Saya pernah termakan amarah, waktu masih kelas lima SD. Saya sedang bermain bola, kemudian dari belakang ada ejekan dan karet gelang yang meluncur mengenai tangan dan hati saya. Saya marah, berbalik badan, mengambil batu sebesar kepala anak TK, datang ke anak yang melakukan itu, dan mereka adalah anak kelas enam. Saya lempar batu ke sebelah kepala mereka, mereka yang pada waktu itu duduk bersandar pada dinding menjadi terkejut. belum sempat mereka berdiri, saya tendang kepala mereka semua. Ada seorang yang sempat bangun dan ingin melawan, saya pukul kepalanya dan kemudian semuanya berkumpul dan menenangkan saya.

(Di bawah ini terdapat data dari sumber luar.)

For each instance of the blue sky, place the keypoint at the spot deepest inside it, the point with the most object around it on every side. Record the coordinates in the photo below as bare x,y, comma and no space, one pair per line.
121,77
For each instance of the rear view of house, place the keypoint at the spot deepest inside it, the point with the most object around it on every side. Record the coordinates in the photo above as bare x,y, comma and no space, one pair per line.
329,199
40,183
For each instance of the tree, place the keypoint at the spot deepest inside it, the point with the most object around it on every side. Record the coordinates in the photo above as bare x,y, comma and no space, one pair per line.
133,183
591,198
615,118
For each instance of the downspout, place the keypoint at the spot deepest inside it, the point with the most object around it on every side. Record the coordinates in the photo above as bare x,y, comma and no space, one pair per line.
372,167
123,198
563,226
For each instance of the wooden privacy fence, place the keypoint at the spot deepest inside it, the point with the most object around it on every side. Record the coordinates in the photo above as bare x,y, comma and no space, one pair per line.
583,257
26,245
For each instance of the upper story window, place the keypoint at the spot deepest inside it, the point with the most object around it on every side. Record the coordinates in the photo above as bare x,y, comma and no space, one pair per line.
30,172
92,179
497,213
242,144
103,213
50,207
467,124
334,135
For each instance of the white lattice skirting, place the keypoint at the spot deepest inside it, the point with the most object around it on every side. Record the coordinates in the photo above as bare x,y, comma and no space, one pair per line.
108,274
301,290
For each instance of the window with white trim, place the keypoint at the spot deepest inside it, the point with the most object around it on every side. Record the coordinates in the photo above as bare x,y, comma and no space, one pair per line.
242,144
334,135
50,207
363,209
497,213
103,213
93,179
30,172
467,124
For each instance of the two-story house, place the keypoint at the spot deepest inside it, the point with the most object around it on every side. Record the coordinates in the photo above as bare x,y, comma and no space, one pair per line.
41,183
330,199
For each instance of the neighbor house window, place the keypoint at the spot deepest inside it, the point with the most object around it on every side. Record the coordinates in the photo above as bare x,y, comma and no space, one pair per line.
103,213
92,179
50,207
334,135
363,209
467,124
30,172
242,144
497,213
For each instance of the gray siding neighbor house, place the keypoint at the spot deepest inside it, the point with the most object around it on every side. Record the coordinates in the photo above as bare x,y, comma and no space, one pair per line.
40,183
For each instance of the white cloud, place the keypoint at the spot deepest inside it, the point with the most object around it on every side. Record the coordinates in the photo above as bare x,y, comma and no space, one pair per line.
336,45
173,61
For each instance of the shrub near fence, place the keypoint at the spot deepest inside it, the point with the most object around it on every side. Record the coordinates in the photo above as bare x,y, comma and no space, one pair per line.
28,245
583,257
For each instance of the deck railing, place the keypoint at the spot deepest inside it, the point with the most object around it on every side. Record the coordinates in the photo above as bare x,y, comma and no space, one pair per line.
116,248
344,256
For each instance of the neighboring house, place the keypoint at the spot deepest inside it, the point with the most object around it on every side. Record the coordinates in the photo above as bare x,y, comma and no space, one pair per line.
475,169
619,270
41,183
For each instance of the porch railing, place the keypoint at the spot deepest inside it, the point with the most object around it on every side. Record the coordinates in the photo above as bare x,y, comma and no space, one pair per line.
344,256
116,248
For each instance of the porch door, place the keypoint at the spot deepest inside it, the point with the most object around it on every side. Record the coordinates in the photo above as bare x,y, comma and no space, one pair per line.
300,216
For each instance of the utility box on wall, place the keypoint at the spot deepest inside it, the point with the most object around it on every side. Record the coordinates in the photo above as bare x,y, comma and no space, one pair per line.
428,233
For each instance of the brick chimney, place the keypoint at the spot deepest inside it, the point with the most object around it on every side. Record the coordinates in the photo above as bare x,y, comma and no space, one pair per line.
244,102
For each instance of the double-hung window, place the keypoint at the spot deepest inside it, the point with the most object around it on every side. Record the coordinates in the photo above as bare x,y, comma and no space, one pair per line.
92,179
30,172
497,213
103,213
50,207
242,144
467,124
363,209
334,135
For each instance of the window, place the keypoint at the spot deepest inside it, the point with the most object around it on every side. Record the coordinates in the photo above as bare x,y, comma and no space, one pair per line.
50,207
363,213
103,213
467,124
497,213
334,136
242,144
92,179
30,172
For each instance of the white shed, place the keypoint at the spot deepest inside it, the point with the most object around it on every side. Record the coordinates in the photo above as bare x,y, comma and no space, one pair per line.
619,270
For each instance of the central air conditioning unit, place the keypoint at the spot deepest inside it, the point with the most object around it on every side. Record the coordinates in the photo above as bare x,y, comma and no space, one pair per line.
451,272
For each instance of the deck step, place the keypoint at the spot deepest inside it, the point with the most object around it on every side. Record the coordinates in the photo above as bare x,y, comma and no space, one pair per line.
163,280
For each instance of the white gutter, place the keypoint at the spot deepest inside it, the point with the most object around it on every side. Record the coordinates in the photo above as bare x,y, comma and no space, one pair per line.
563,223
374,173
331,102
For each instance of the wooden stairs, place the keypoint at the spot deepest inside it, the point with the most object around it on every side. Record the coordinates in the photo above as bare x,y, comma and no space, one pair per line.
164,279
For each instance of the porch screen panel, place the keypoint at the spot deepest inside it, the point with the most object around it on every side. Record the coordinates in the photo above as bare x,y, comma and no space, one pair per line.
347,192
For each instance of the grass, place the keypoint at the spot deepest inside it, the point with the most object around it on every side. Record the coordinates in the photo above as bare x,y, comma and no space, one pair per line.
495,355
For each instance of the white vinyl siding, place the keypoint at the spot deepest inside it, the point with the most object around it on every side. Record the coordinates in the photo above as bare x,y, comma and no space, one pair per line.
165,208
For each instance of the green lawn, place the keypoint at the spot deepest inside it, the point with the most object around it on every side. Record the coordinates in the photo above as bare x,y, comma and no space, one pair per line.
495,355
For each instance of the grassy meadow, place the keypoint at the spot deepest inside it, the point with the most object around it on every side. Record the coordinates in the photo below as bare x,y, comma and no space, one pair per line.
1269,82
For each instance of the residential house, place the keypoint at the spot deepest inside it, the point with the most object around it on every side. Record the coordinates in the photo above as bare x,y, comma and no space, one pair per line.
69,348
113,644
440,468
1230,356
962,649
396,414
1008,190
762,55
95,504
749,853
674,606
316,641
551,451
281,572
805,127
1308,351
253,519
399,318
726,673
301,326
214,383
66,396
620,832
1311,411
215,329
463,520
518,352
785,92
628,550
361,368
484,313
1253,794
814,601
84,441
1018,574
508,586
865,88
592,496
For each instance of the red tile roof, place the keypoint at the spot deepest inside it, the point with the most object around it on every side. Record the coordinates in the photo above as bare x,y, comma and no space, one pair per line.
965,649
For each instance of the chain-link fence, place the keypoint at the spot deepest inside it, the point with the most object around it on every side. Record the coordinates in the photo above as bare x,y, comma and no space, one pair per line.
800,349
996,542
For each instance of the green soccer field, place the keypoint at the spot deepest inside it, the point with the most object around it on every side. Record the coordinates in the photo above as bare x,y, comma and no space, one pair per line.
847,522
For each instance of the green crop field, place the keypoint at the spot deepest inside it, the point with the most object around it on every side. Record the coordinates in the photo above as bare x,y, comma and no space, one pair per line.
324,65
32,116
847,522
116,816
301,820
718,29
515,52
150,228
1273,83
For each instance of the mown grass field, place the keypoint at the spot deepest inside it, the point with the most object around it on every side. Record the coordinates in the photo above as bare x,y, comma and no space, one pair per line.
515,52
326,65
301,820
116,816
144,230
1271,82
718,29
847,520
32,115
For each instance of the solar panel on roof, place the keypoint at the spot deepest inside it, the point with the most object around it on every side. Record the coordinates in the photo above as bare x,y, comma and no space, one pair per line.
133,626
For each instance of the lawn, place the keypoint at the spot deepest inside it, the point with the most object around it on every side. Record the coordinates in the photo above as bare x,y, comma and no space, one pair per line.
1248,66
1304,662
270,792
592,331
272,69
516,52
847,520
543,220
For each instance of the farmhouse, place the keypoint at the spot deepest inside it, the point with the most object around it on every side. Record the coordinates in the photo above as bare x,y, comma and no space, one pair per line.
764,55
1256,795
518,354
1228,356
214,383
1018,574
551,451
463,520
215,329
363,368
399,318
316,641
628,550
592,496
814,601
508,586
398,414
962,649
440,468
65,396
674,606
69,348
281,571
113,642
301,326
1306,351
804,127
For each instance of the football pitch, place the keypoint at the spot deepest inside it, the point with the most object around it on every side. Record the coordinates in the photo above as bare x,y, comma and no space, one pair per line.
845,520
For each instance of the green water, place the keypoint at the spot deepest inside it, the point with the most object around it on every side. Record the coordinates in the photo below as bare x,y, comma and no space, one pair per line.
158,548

Sejak saat itu saya berpikir, ternyata amarah bisa jadi energi yang sangat kuat dan juga berbahaya. Bisa dibayangkan jika lemparan saya mengenai kepala salah seorang dari mereka, atau tendangan saya membuat mereka buta dan sebagainya. Masalah bisa panjang.

Amarah bisa sumber kekuatan yang tidak bisa dilawan. Dengan amarah banyak terjadi reformasi sampai revolusi, tapi disis lain amarah juga membawa dampak buruk. Banyak manusia yang termakan amarah menjadi manusia-manusia yang pembenci. Membenci segala seusatu agar rasa amarahnya dapat tersalurkan. Dan saya rasa itu tidak bagus.